Candidates are given the legal definition of what a disability is in the application form and asked to indicate whether they comply with the definition. We make it clear that any false declaration may result in the withdrawal of an offer of employment.
Our commitment applies to all applicants, irrespective of nationality. However, UK immigration and other legislation still apply ie. A disabled candidate who requires a Work Permit, but who applies for a post for which one would not be granted, would not be shortlisted.
When making interview invitations, we will consult with any candidate who indicates they have a disability to ensure any special arrangements or adjustments to the recruitment process are made.

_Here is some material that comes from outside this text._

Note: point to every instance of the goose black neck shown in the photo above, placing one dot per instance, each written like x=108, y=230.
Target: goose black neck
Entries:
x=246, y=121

Consideration will be given to interview arrangements to ensure that a person with a disability is not at a substantial disadvantage compared to other applicants. This may include ensuring that the interview room is accessible for any applicants with mobility difficulties or providing a sign-language interpreter.
All candidates should be assessed on their abilities, experience, and suitability for the post according to objective criteria relating to the qualities needed to undertake the duties of the post as outlined in the Job Description. During the interview process recruiters should assess how closely applicants with a disability can meet the requirements of the post and should act positively and flexibly to a need for reasonable adjustments. However, it should be recognised that there may be situations where no reasonable adjustment can be made to allow the employment of an otherwise suitable applicant. In such cases, an offer of employment may be withdrawn.
In cases where advice is needed on a medical condition or on the safety implications of recruiting a disabled employee, Human Resources will liaise with the Occupational Health and Safety Service or other specialist agencies for guidance.